I want to begin with Julia´s history, an indigenous woman from the South of Colombia who currently lives in one of Bogotá’s massive shantytowns. Her life speaks of a series of tragic events that address not only the immediate and devastating effects of war but also, more subtly, the ways in which certain forms of violence, what I call historical injuries, are rendered unintelligible by mainstream, official legal-technocratic discourses in post-war countries (Castillejo, 2013). These sketchy notes are part of a larger ethnographic project that seeks to unpack the connections between “violence”, “temporality”, and the “law” in different “transitional scenarios” and explore how laws of national unity and reconciliation “articulate” limited conceptions of “violence” as well as conceive the prospect of an imagined new future.[2] I take Julia´s history as a way to pose a more general question about the unintelligibility of collective suffering.
The following is an excerpt from my fieldnotes:
Julia is a married woman. She initially had two children: Paula is sixteen years old. León, a bit older, suffers from leukemia. Several years ago (when she was 27) Julia and her daughter (then only five years old) were raped by paramilitaries. Of Julia´s rape, a third child was born. Clara is now 12 years old. Julia feels, as could be expected, all kinds of ambiguities regarding her little one, who reminds her of the abuse her body suffered. At one point, out of desperation, Julia thought of aborting Clara. For Julia, with Clara’s birth, life and death existentially coexisted. The baby was, in more than one sense, an unwanted human being. In addition to this tragedy, her son suffers from an incurable disease. In a different manner, in his body, life and death also coexist. At one point, Julia finally runs away because the rapist threatened her after she took the case to the police. The police, illegally, warned the perpetrator on the situation. At that moment, she did not know she was pregnant. Julia then abandoned her husband and moved to the dusty southern outskirts of Bogotá’s localidades that surround the hilly landscape. She lives, as a forcefully displaced woman, in a tiny, hidden space and feeds her children, like many other indigenous people on the streets of the city, by selling cigarettes on an urban bus at 10 cents each (dollar price). Eventually, her husband found her and discovered she had delivered a child, Clara. In time, he embraced the little one as one of his own. Julia lives today in abject, chronic poverty and historically conditioned hunger. During a subsequent conversation I had with a close friend, my interlocutor concluded laconically about Julia´s situation: “the problem in Colombia” [despite all the rhetoric of reparations of the Justice and Peace Law], paradoxically, “is that the State has no way “to repair” this indigenous woman’s life, there is no mechanism to repair this person’s life.”

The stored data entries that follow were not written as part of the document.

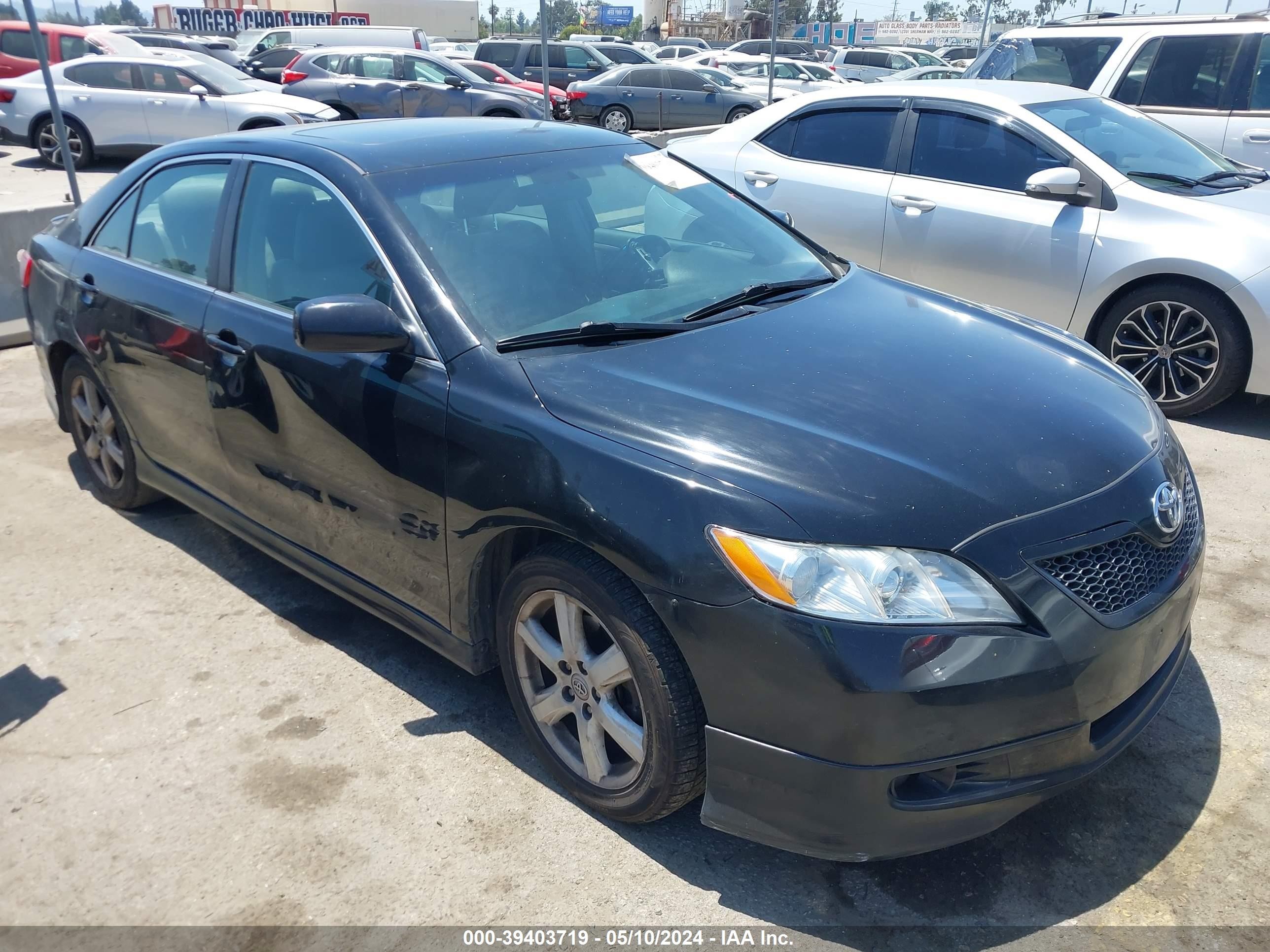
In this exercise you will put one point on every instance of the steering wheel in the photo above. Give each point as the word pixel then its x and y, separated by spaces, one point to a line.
pixel 636 265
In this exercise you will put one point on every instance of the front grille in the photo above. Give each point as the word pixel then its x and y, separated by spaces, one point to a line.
pixel 1116 576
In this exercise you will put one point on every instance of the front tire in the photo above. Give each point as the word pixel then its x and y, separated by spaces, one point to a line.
pixel 615 118
pixel 599 686
pixel 76 137
pixel 102 441
pixel 1187 345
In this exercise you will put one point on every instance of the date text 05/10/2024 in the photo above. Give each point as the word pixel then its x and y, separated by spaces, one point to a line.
pixel 624 937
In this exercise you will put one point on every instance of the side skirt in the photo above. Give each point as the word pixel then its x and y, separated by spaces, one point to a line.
pixel 312 565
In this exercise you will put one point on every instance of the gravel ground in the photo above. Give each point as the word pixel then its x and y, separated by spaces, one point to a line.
pixel 191 734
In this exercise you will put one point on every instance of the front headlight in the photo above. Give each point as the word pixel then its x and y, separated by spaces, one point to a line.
pixel 876 584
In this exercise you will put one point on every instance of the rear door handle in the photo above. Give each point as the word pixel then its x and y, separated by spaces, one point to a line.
pixel 905 202
pixel 217 343
pixel 761 178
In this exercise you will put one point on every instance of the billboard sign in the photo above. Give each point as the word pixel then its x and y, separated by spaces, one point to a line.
pixel 230 22
pixel 616 16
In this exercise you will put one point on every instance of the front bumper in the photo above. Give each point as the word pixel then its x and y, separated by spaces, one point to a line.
pixel 860 742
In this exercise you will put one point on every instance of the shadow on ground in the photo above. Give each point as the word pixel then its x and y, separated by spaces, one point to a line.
pixel 1064 857
pixel 1242 414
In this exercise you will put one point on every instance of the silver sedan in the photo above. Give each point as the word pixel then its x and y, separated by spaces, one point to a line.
pixel 1047 201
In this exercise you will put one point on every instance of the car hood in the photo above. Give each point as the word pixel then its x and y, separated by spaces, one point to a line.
pixel 872 411
pixel 281 101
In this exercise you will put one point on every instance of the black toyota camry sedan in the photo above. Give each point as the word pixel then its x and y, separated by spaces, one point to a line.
pixel 872 568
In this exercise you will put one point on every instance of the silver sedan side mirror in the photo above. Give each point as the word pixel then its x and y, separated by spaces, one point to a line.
pixel 1055 183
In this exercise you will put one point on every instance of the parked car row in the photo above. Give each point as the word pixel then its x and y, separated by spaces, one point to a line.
pixel 869 567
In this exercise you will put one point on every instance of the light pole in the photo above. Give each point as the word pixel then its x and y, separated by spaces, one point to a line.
pixel 37 40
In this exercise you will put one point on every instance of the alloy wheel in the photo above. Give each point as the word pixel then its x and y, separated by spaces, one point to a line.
pixel 52 151
pixel 98 433
pixel 1170 347
pixel 579 690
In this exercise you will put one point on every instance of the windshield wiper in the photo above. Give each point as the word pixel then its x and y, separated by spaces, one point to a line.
pixel 1251 173
pixel 756 292
pixel 588 333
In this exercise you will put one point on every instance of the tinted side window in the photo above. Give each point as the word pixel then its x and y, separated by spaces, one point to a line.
pixel 113 235
pixel 849 137
pixel 1262 78
pixel 17 42
pixel 498 54
pixel 684 79
pixel 976 151
pixel 296 240
pixel 649 79
pixel 164 79
pixel 176 219
pixel 71 47
pixel 1191 71
pixel 1129 89
pixel 102 75
pixel 576 58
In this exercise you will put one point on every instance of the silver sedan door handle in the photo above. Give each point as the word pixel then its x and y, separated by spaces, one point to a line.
pixel 905 202
pixel 761 178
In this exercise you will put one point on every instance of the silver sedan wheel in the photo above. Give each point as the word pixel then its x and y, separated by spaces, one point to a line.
pixel 579 688
pixel 52 153
pixel 1170 347
pixel 98 433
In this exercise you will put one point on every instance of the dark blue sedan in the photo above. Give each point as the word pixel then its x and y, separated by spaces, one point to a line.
pixel 872 568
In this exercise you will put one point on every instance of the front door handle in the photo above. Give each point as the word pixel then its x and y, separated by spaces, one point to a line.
pixel 906 202
pixel 217 343
pixel 761 178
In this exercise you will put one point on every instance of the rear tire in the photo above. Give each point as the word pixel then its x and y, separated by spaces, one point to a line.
pixel 1185 344
pixel 616 118
pixel 102 442
pixel 612 713
pixel 45 139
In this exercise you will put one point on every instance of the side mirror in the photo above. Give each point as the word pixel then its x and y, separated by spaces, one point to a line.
pixel 349 324
pixel 1058 184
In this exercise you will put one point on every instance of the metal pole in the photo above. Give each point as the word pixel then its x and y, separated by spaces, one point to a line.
pixel 37 40
pixel 771 65
pixel 984 31
pixel 546 74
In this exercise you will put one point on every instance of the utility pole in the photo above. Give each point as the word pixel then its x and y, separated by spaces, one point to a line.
pixel 37 40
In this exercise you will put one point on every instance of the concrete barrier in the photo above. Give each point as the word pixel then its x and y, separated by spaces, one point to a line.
pixel 661 139
pixel 17 226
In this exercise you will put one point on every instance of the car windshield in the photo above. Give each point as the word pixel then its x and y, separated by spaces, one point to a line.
pixel 1070 61
pixel 1138 146
pixel 219 76
pixel 618 234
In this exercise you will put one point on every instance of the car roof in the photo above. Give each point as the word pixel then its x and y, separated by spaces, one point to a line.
pixel 393 145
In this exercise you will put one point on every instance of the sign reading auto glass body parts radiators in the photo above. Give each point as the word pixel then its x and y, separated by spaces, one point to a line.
pixel 666 172
pixel 232 22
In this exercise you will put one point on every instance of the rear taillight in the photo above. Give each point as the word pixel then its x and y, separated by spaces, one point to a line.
pixel 25 263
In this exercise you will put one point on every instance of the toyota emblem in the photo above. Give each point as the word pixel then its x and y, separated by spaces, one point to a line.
pixel 1167 508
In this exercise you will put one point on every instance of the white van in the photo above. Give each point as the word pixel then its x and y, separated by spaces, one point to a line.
pixel 1207 76
pixel 253 42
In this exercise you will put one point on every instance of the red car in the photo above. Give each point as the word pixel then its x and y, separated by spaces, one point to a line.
pixel 491 73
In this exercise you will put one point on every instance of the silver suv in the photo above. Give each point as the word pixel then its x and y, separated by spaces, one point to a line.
pixel 1207 76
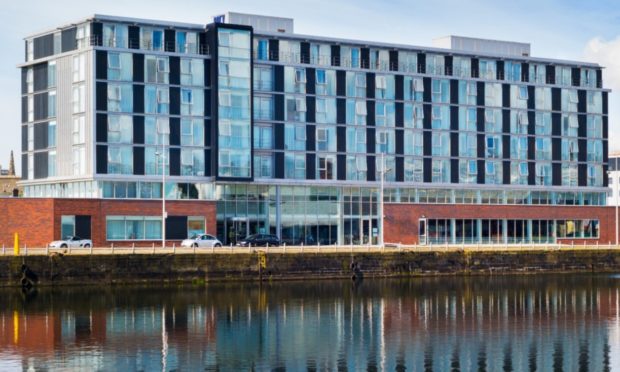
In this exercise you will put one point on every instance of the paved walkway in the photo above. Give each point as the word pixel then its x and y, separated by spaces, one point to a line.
pixel 302 249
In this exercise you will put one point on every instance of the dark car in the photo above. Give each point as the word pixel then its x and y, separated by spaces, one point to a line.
pixel 259 240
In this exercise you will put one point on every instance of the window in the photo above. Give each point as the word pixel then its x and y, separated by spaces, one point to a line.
pixel 192 132
pixel 51 134
pixel 79 68
pixel 120 129
pixel 493 147
pixel 79 129
pixel 326 167
pixel 192 72
pixel 79 98
pixel 157 69
pixel 120 97
pixel 136 227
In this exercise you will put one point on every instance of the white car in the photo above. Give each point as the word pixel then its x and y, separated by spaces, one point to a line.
pixel 73 242
pixel 202 241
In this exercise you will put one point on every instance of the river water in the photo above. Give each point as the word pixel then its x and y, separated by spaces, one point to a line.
pixel 518 323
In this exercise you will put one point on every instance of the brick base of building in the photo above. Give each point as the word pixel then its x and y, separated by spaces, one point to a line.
pixel 37 221
pixel 402 220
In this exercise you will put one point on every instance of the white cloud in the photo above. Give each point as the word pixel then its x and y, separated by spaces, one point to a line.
pixel 607 54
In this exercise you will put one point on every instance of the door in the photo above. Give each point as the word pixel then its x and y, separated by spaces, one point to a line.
pixel 422 231
pixel 366 231
pixel 238 229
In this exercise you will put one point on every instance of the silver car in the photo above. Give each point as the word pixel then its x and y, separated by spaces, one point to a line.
pixel 202 241
pixel 73 242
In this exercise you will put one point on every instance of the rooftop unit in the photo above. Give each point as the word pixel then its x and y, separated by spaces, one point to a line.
pixel 485 46
pixel 258 22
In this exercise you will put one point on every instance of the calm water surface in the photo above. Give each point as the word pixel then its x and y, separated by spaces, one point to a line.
pixel 542 323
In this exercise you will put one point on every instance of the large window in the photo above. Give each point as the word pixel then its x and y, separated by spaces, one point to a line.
pixel 133 228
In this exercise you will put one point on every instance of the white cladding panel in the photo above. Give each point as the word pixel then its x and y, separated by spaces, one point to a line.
pixel 497 47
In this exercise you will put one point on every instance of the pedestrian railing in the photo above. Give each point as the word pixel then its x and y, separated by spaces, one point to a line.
pixel 308 249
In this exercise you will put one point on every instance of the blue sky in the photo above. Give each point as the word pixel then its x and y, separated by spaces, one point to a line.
pixel 570 29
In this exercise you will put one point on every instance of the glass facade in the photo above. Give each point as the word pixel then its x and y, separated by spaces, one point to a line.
pixel 234 103
pixel 310 122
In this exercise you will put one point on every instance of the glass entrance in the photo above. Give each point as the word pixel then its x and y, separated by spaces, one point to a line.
pixel 237 229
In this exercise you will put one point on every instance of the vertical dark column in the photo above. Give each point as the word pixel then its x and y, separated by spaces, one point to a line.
pixel 101 63
pixel 133 36
pixel 550 74
pixel 341 110
pixel 399 111
pixel 304 52
pixel 421 63
pixel 310 80
pixel 335 52
pixel 480 92
pixel 102 128
pixel 278 78
pixel 175 100
pixel 365 58
pixel 499 73
pixel 341 83
pixel 68 41
pixel 475 67
pixel 175 70
pixel 169 40
pixel 310 166
pixel 138 98
pixel 138 129
pixel 525 72
pixel 399 86
pixel 102 159
pixel 556 99
pixel 575 76
pixel 274 50
pixel 138 160
pixel 448 65
pixel 138 67
pixel 370 86
pixel 393 60
pixel 96 33
pixel 506 95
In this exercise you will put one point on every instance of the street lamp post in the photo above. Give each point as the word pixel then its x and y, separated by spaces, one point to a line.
pixel 615 195
pixel 164 215
pixel 381 202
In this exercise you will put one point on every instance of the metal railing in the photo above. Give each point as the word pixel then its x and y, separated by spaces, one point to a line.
pixel 388 247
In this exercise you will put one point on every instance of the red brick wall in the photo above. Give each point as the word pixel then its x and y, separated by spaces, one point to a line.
pixel 401 220
pixel 37 220
pixel 31 219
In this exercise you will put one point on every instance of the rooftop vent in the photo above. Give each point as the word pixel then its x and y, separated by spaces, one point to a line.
pixel 483 46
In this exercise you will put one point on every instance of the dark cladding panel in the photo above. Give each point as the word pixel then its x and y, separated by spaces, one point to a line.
pixel 68 41
pixel 133 35
pixel 138 67
pixel 102 128
pixel 43 46
pixel 176 227
pixel 101 64
pixel 175 162
pixel 40 165
pixel 138 129
pixel 310 166
pixel 102 159
pixel 138 160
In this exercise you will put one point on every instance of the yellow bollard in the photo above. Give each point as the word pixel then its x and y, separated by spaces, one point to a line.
pixel 16 245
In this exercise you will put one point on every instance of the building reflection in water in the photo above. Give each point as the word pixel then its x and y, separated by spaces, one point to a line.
pixel 483 324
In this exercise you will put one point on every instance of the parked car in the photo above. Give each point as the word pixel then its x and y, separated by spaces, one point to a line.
pixel 202 241
pixel 259 240
pixel 72 242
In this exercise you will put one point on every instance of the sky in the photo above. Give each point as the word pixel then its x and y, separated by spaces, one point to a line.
pixel 563 29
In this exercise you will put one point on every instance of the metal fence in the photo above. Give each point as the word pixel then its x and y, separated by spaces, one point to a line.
pixel 309 249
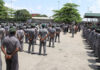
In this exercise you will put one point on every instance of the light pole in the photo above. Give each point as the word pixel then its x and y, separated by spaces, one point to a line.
pixel 58 4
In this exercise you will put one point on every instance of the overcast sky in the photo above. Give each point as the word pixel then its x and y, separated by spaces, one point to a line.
pixel 46 6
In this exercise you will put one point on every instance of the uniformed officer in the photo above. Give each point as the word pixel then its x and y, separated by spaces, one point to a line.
pixel 31 37
pixel 52 33
pixel 43 34
pixel 12 45
pixel 36 34
pixel 20 36
pixel 2 33
pixel 58 30
pixel 26 34
pixel 73 30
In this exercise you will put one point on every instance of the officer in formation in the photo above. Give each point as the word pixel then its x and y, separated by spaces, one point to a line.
pixel 20 36
pixel 58 30
pixel 52 32
pixel 12 45
pixel 2 33
pixel 0 59
pixel 31 37
pixel 26 34
pixel 43 34
pixel 12 36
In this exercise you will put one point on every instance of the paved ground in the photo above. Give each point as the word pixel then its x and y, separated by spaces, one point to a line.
pixel 70 54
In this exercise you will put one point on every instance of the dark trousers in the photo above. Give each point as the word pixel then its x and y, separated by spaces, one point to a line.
pixel 12 64
pixel 57 36
pixel 42 44
pixel 21 43
pixel 26 39
pixel 31 43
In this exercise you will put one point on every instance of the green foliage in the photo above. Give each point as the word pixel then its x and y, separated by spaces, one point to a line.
pixel 22 15
pixel 41 15
pixel 67 14
pixel 3 12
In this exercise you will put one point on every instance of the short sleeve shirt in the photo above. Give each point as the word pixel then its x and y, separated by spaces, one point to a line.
pixel 11 43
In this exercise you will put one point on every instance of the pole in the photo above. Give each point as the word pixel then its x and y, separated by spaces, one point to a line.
pixel 11 8
pixel 58 4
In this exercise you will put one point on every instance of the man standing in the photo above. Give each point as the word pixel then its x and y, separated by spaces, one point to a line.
pixel 0 59
pixel 43 34
pixel 52 33
pixel 58 30
pixel 12 45
pixel 20 36
pixel 31 37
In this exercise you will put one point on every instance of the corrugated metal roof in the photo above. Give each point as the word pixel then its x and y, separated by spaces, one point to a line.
pixel 92 15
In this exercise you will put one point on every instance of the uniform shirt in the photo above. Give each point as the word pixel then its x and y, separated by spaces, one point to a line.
pixel 2 32
pixel 31 33
pixel 43 32
pixel 11 43
pixel 20 34
pixel 52 30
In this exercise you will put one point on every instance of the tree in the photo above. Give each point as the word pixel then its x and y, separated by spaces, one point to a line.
pixel 67 14
pixel 22 15
pixel 3 11
pixel 41 15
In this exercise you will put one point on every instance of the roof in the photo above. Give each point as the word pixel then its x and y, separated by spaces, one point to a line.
pixel 33 15
pixel 43 18
pixel 92 15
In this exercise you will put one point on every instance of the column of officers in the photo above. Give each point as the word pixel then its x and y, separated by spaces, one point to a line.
pixel 12 39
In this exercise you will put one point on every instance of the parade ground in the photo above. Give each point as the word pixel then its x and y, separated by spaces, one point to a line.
pixel 69 54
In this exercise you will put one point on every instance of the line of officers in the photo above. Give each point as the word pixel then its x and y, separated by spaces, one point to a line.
pixel 12 40
pixel 91 32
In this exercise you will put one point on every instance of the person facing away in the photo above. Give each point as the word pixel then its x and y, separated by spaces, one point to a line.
pixel 43 34
pixel 12 45
pixel 52 33
pixel 20 36
pixel 31 37
pixel 58 30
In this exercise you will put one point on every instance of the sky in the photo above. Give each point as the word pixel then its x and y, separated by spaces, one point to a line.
pixel 46 6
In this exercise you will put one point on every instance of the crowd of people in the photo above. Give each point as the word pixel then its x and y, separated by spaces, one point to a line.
pixel 91 32
pixel 12 36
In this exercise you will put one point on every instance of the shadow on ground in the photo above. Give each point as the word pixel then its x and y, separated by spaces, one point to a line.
pixel 90 53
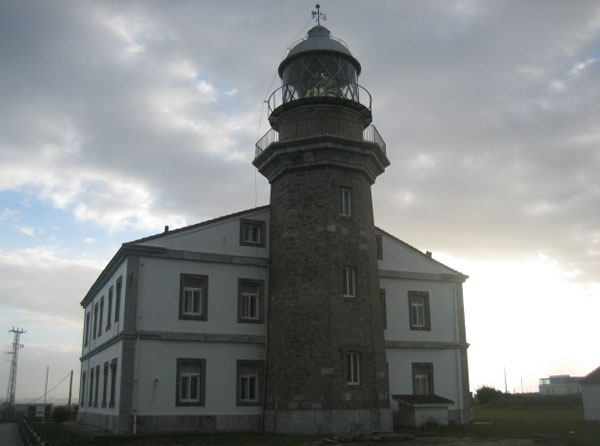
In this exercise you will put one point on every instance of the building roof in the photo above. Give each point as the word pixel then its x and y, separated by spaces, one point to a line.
pixel 415 400
pixel 592 377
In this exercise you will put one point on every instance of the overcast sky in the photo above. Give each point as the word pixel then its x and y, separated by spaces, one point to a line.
pixel 120 117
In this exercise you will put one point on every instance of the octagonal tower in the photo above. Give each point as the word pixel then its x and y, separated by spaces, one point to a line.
pixel 326 366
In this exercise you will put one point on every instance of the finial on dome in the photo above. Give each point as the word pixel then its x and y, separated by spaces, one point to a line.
pixel 318 15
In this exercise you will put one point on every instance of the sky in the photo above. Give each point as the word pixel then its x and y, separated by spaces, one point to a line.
pixel 120 117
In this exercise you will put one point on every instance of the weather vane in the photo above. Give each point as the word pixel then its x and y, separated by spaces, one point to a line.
pixel 318 15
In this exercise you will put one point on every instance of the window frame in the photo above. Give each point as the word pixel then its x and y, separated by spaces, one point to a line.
pixel 259 319
pixel 423 369
pixel 353 366
pixel 345 201
pixel 201 363
pixel 414 325
pixel 193 282
pixel 348 280
pixel 258 224
pixel 240 363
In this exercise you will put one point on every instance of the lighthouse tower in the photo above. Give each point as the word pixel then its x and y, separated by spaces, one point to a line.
pixel 326 365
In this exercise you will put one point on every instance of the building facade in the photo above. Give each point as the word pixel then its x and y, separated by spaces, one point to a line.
pixel 297 317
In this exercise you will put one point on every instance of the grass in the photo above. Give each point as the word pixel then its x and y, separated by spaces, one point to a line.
pixel 538 423
pixel 564 424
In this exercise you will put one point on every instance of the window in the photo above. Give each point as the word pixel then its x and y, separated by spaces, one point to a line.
pixel 250 300
pixel 418 303
pixel 383 306
pixel 113 382
pixel 95 320
pixel 82 391
pixel 252 233
pixel 97 385
pixel 118 298
pixel 348 281
pixel 193 297
pixel 91 393
pixel 379 242
pixel 190 382
pixel 353 368
pixel 86 328
pixel 101 315
pixel 105 384
pixel 345 201
pixel 249 382
pixel 422 378
pixel 109 309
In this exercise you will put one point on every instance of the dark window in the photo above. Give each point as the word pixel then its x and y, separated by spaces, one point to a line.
pixel 418 303
pixel 190 386
pixel 422 378
pixel 250 300
pixel 96 386
pixel 252 233
pixel 193 297
pixel 101 315
pixel 345 201
pixel 118 298
pixel 383 306
pixel 113 382
pixel 348 281
pixel 109 309
pixel 82 391
pixel 105 384
pixel 379 241
pixel 91 394
pixel 353 368
pixel 86 328
pixel 249 382
pixel 95 320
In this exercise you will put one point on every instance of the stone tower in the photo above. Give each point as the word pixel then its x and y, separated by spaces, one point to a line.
pixel 326 365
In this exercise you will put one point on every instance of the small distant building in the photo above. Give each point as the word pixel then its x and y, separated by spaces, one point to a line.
pixel 35 412
pixel 590 389
pixel 560 385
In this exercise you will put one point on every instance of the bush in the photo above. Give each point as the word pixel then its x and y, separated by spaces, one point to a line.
pixel 487 394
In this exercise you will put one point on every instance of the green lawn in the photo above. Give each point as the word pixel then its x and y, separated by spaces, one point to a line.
pixel 491 422
pixel 563 424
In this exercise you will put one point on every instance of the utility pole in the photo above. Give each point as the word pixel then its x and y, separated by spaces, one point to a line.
pixel 70 391
pixel 13 357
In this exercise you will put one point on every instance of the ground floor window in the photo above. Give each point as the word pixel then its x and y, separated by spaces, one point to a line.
pixel 249 382
pixel 191 384
pixel 422 378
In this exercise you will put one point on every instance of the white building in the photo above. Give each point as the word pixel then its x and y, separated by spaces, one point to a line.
pixel 590 390
pixel 175 329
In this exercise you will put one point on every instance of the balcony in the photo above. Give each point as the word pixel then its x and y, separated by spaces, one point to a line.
pixel 370 134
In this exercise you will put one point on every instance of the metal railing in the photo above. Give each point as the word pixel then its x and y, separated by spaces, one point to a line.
pixel 319 88
pixel 370 134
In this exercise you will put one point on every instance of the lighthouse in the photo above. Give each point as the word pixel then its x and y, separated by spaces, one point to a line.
pixel 326 367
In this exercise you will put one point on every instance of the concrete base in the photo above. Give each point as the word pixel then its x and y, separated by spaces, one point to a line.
pixel 317 422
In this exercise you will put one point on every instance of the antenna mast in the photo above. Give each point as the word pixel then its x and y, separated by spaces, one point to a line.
pixel 13 357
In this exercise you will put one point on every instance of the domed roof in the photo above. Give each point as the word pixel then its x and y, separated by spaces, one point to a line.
pixel 319 39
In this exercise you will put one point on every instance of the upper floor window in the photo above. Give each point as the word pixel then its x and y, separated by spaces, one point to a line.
pixel 250 300
pixel 109 309
pixel 249 382
pixel 348 281
pixel 422 378
pixel 118 298
pixel 345 201
pixel 252 233
pixel 418 303
pixel 353 368
pixel 193 297
pixel 191 384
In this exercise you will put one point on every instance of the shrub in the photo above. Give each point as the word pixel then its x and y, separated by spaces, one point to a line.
pixel 487 394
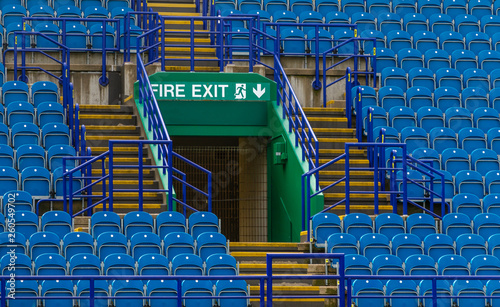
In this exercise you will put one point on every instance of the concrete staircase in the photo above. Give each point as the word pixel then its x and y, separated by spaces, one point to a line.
pixel 177 44
pixel 252 260
pixel 330 126
pixel 114 122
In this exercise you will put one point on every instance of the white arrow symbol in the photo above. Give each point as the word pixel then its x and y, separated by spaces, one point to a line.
pixel 259 91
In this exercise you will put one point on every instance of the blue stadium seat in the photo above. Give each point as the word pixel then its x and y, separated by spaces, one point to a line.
pixel 469 288
pixel 455 224
pixel 323 225
pixel 108 243
pixel 178 243
pixel 44 242
pixel 100 289
pixel 401 117
pixel 36 181
pixel 153 264
pixel 203 221
pixel 387 265
pixel 9 178
pixel 50 264
pixel 84 264
pixel 421 225
pixel 58 288
pixel 197 288
pixel 51 31
pixel 373 244
pixel 443 292
pixel 20 200
pixel 440 23
pixel 429 7
pixel 471 138
pixel 104 221
pixel 187 264
pixel 488 60
pixel 59 222
pixel 429 118
pixel 453 265
pixel 477 42
pixel 371 288
pixel 468 204
pixel 414 22
pixel 232 288
pixel 490 24
pixel 137 221
pixel 405 288
pixel 358 224
pixel 161 288
pixel 469 182
pixel 19 112
pixel 55 156
pixel 21 266
pixel 24 133
pixel 465 24
pixel 421 78
pixel 463 60
pixel 30 155
pixel 446 97
pixel 454 7
pixel 425 40
pixel 420 265
pixel 385 58
pixel 127 288
pixel 477 78
pixel 406 244
pixel 414 137
pixel 486 224
pixel 398 39
pixel 436 59
pixel 389 224
pixel 26 223
pixel 221 265
pixel 142 243
pixel 491 203
pixel 388 22
pixel 49 112
pixel 342 243
pixel 17 242
pixel 44 91
pixel 77 243
pixel 118 264
pixel 409 58
pixel 7 155
pixel 450 41
pixel 454 160
pixel 484 160
pixel 394 77
pixel 492 182
pixel 418 97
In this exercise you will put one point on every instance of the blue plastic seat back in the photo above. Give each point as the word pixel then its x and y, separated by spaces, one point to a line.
pixel 143 243
pixel 77 243
pixel 358 224
pixel 59 222
pixel 438 245
pixel 178 243
pixel 324 225
pixel 108 243
pixel 137 221
pixel 468 204
pixel 455 224
pixel 44 242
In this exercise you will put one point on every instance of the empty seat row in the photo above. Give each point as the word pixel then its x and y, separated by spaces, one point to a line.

Last time I asked about Julia, I was told that her sick youngster was now into drugs and gangs. “It seems she decided to return to the South,” her friend said. Yet “it looks like,” due to lack of resources and fear, “she hasn’t been able to do so,” she conceded.[3]
I want to highlight two different registers in the presiding excerpt. I am interested in Julia´s personal history, on the one hand, and on her friend´s appreciation of Julia´s life, on the other. First of all, Julia´s experience is an example of the sexualized power exerted over an indigenous woman by men carrying guns, an example of her body taken quite literally as a territory of war, and of the person’s subjectivity and dislocation as a battle trophy in the context of “armed conflict.” A large body of academic work attests to this gendered violence and the difficulties in testifying to it. In this context, during times of “transitions” states do have legal and institutional mechanisms to deal with this kind of abuse.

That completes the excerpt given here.